Quadratic Mean-Field Reflected BSDEs

Falei Wang
Shandong University
Peoples Rep of China
Co-Author(s):    
Abstract:
In this paper, we analyze mean-field reflected backward stochastic differential equations when the driver has quadratic growth in the second unknown z. Using a linearization technique and the BMO martingale theory, we first apply a fixed-point argument to establish the uniqueness and existence result for the case with bounded terminal condition and obstacle. Then, we develop a successive approximation procedure to remove the boundedness condition on the terminal condition and obstacle when the generator is concave (or convex) with respect to the second unknown. In a similar way, we also considermean reflected backward stochastic differential equations.Based on a joint work with Y. Hu and R. Moreau.

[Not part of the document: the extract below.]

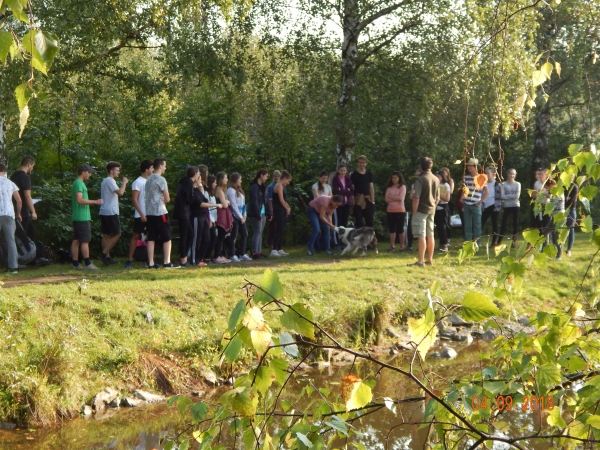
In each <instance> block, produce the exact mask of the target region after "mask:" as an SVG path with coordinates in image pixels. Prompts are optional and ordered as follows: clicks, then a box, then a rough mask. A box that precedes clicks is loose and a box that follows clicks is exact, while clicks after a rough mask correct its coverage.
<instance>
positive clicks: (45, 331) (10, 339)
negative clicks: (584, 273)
mask: <svg viewBox="0 0 600 450" xmlns="http://www.w3.org/2000/svg"><path fill="white" fill-rule="evenodd" d="M380 247H382V248H383V245H381V246H380ZM594 251H595V250H594V249H593V248H592V247H591V246H590V245H587V243H585V242H581V240H580V242H578V243H577V244H576V247H575V249H574V252H573V256H572V257H571V258H568V257H565V258H564V260H563V261H549V263H548V266H547V267H546V268H539V267H535V266H532V267H531V269H530V270H529V271H528V272H527V274H526V275H525V277H526V283H524V292H523V296H522V298H520V299H519V300H518V301H516V302H514V303H508V302H507V300H500V303H501V304H502V308H501V310H502V312H503V314H505V315H507V316H511V315H512V316H514V315H515V314H516V315H520V314H522V313H524V312H527V311H532V310H548V309H549V308H552V307H560V306H563V305H565V306H566V305H567V304H568V303H569V300H572V299H573V297H574V296H575V295H576V293H577V291H578V289H579V284H580V283H581V280H582V277H583V275H584V273H585V271H586V269H587V267H588V264H589V260H590V257H591V255H592V253H593V252H594ZM414 258H415V252H402V253H399V252H395V253H387V252H385V251H383V252H381V253H380V254H379V255H375V254H374V253H372V252H371V253H370V254H369V255H368V256H367V257H366V258H358V257H354V258H346V257H344V258H340V257H339V256H334V257H326V255H317V256H315V257H313V258H309V257H307V256H306V254H305V252H304V249H300V248H298V249H293V250H292V251H291V256H289V257H287V258H281V259H277V260H271V259H269V260H265V261H261V262H252V263H239V264H229V265H223V266H211V267H207V268H190V269H179V270H162V269H161V270H147V269H145V268H142V267H143V266H142V264H140V265H139V266H138V267H139V268H136V267H135V266H134V269H132V270H129V271H126V270H124V269H122V267H121V265H119V266H111V267H106V268H105V267H103V268H102V270H101V271H100V272H99V273H89V274H88V273H85V274H82V273H80V272H74V271H72V270H70V269H69V268H68V266H66V265H65V266H61V265H53V266H48V267H45V268H41V269H31V270H25V271H23V272H22V273H21V274H20V275H19V276H17V277H11V278H8V276H3V277H2V279H3V280H4V281H6V286H5V287H4V288H3V289H2V291H1V292H0V293H1V294H2V299H1V300H0V336H2V339H3V343H2V350H1V351H0V421H2V420H19V421H21V422H30V423H36V424H38V425H40V424H41V425H49V424H52V423H54V422H55V421H56V420H58V419H59V418H61V417H69V416H72V415H73V414H76V413H77V412H78V411H79V409H80V408H81V406H82V405H83V404H84V403H86V402H88V401H89V400H90V399H91V397H92V396H93V395H94V394H95V393H96V392H98V391H99V390H101V389H102V388H104V387H106V386H114V387H116V388H120V389H123V390H125V391H127V390H132V389H135V388H138V387H144V388H146V389H150V390H157V391H161V390H162V391H163V392H165V393H173V392H180V391H185V390H187V389H192V388H193V387H194V386H196V385H197V383H198V382H197V380H198V379H199V378H200V374H201V372H202V370H203V369H204V368H206V367H211V365H212V364H214V362H215V355H216V354H217V353H218V348H219V342H220V338H221V335H222V332H223V330H224V329H225V327H226V321H227V317H228V316H229V313H230V311H231V309H232V308H233V306H234V305H235V303H236V302H237V301H239V300H240V299H241V298H244V297H245V295H246V294H245V292H244V291H243V290H242V289H241V288H242V287H243V286H244V284H245V281H244V279H245V278H246V279H248V280H251V281H254V282H257V283H258V282H259V281H260V278H261V276H262V273H263V272H264V270H265V269H266V268H268V267H271V268H273V269H274V270H276V271H277V272H278V273H279V276H280V279H281V281H282V283H283V285H284V288H285V291H286V298H287V299H289V300H290V301H294V302H295V301H302V302H304V303H305V304H307V305H308V306H309V307H310V308H311V309H312V310H313V312H314V316H315V318H316V319H317V321H318V322H319V323H320V324H322V325H323V326H324V327H325V328H326V329H328V330H329V331H331V332H332V333H333V334H334V335H336V336H337V337H339V338H340V339H341V340H342V341H343V342H345V343H346V344H349V345H353V346H357V347H359V346H363V345H365V344H368V343H369V342H370V341H371V340H372V339H373V332H372V329H371V325H370V323H371V322H372V315H373V311H374V310H375V309H382V308H383V309H384V310H385V311H386V312H387V313H388V314H387V317H388V318H389V320H390V322H391V323H392V324H393V325H395V326H396V327H398V328H402V327H403V326H404V325H405V322H406V318H407V317H409V316H411V315H418V314H419V310H420V306H419V305H420V304H421V303H422V302H423V301H424V300H425V298H426V297H425V290H426V289H427V288H428V287H429V286H431V284H432V283H433V282H434V281H436V280H437V281H440V283H441V288H440V291H439V295H441V297H442V298H443V299H444V302H445V303H446V304H450V303H453V302H458V301H460V300H461V299H462V297H463V296H464V294H465V292H466V291H467V290H468V289H475V290H479V291H482V292H485V293H487V294H489V295H492V292H493V289H492V288H491V286H490V283H491V281H492V280H493V279H494V278H495V276H496V274H497V269H498V267H499V264H498V260H496V259H495V258H494V257H493V256H490V257H488V256H487V255H486V252H485V249H482V250H481V251H480V253H479V255H477V256H476V257H474V258H473V259H472V260H471V261H470V262H465V263H463V264H462V265H459V264H458V262H457V258H456V251H454V252H453V253H451V254H450V255H448V256H445V255H443V256H440V257H438V258H437V259H436V260H435V265H434V266H433V267H425V268H419V267H407V264H408V263H411V262H413V261H414V260H415V259H414ZM84 276H85V277H86V278H87V281H86V282H83V281H82V279H83V277H84ZM71 277H73V278H71ZM48 280H51V281H52V280H54V281H55V280H62V281H59V282H52V283H45V282H44V281H48ZM11 283H12V284H13V287H8V286H9V285H10V284H11ZM15 283H22V284H17V285H14V284H15ZM594 289H595V282H594V281H593V280H591V281H588V282H586V283H585V284H584V290H583V293H584V296H585V298H587V297H588V296H592V295H593V290H594ZM148 313H149V315H151V317H152V320H151V321H149V320H148Z"/></svg>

Value at risk model under sublinear expectation

Shuzhen Yang
Shandong University
Peoples Rep of China
Co-Author(s):    Shige Peng
Abstract:
In this paper, we review the value at risk (VaR) model under sublinear expectation. We first consider the classical VaR model, and then introduce the basic concepts under sublinear expectation. Based on sublinear expectation, we show the definition of the VaR under model uncertainty, which is called G-VaR. Furthermore, we present three methods for estimating the parameters of the G-VaR model. Those are the long-time average method, the first-order autoregressive method, and the adapted learning method. In the end, we use S&P500 index to verify the performance of G-VaR model.

A rough path approach to robust filtering

Huilin Zhang
Shandong University
Peoples Rep of China
Co-Author(s):    Peter K. Friz, Khoa Le
Abstract:
In 1978, J. M. C. Clark introduced the idea that the solution of the stochastic filtering problem should be naturally continuous in the observed signal. Such related theory is known as the robust filtering. In this talk, I would like to show the robust filtering by the rough path theory to the generality of related and non-Markovian case. Moreover, we show that the optional filter can be approximated by a discrete rough Euler scheme, and the optional convergence rate is obtained. This talk is based on an ongoing work with Peter K. Friz and Khoa Le.